Из Ленинграда в Кронштадт под обстрелом фашистских батарей шел невский буксир.
Между Кронштадтом и Гангутом двести сорок миль. Редко посылали на Гангут торпедный катер или «морской охотник». Ночью он доходил до Гогланда; день отстаивался там в бухте, а на вторую ночь приходил к Гангуту.
Из Рыбачьей слободки на Хорсен ходил «Кормилец» или другие буксиры. А дальше, к островам, столь же регулярно, как и самолеты из Москвы на Ленинград, отправлялись шлюпки. В любую погоду, в штиль или при ветре, прижимаясь к берегам шхер, шлюпка пробиралась к самой передовой линии обороны, которая находилась дальше чем в тысяче километров от осажденной Москвы и в двухстах сорока милях за линией Ленинградского фронта.
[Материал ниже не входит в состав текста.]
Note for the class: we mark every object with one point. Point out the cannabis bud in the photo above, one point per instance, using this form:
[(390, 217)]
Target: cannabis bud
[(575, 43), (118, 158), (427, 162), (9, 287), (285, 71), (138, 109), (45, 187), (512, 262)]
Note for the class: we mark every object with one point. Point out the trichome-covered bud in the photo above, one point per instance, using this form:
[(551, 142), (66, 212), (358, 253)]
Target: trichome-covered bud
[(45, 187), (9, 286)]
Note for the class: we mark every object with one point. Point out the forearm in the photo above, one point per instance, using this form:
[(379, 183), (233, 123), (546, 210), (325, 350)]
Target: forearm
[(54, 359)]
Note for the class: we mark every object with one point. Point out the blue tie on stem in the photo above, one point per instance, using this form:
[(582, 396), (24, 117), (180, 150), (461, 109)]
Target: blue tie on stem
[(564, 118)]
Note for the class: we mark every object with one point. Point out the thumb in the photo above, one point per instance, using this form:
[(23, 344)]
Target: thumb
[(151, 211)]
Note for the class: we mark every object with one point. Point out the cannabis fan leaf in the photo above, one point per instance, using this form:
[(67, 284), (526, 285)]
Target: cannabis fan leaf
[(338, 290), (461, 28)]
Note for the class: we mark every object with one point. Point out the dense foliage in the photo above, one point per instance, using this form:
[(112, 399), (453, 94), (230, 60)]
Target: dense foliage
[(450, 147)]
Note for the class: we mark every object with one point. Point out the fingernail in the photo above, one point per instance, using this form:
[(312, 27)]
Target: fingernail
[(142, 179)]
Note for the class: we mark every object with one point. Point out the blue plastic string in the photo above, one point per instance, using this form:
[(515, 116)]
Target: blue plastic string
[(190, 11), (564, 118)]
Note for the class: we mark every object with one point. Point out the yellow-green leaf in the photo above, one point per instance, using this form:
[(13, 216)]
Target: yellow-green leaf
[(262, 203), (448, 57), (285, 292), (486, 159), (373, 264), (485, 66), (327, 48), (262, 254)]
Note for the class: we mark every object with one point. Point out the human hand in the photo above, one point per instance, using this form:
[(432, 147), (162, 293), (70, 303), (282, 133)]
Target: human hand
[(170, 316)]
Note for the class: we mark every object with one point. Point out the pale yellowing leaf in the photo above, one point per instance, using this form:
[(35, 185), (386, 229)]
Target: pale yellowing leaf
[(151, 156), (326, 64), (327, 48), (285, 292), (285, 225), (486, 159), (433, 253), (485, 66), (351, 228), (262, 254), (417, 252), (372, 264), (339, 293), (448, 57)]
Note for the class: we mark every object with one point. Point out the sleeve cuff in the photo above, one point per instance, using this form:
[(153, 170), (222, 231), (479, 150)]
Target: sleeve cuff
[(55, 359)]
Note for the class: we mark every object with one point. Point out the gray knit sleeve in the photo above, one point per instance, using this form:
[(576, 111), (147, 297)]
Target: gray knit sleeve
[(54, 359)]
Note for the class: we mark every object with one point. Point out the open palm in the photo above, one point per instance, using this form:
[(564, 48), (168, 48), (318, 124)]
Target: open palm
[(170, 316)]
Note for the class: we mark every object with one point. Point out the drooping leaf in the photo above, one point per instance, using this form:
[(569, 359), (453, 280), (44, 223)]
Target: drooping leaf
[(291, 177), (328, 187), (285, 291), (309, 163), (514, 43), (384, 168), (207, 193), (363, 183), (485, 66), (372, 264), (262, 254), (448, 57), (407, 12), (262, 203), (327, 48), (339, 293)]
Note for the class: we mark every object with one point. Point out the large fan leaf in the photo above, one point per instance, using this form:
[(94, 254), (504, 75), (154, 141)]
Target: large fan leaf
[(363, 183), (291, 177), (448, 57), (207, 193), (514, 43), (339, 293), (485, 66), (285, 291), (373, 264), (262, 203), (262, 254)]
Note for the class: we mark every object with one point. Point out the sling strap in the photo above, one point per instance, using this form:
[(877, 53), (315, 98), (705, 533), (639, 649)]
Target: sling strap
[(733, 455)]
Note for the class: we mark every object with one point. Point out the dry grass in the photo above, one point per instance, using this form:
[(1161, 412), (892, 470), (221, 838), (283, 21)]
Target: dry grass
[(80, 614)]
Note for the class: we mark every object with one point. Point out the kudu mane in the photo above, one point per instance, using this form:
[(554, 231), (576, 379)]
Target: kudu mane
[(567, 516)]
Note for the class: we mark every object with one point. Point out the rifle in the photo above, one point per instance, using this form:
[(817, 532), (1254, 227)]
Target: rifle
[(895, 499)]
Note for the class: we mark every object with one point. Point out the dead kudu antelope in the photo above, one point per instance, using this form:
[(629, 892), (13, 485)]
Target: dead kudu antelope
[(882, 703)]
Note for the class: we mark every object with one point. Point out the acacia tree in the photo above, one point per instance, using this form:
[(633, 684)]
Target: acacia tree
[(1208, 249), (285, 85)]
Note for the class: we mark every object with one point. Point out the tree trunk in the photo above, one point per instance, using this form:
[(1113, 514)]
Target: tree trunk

— Пропуск! — шептал часовой в тихой бухточке, и два дружеских огонька загорались под черной бескозыркой, когда в ответ звучало имя родного города:
— Москва!
Вечером после ухода первого гангутского эшелона — а он, как потом оказалось, был первым и моряки тральщиков действительно в ту осень стали первопроходцами, — в тот вечер Расскин отправился на Хорсен. Радио уже передало весть об осадном положении в Москве, и комиссар Гангута хотел сам побывать в матросских гарнизонах на островах.
На Гангуте в ту ночь было так темно, что люди двигались осторожно, выставив вперед руки. В такую ночь легко оступиться и упасть со скалы в залив.
По островам Хорсенского архипелага из дзота в дзот шли Томилов и Расскин.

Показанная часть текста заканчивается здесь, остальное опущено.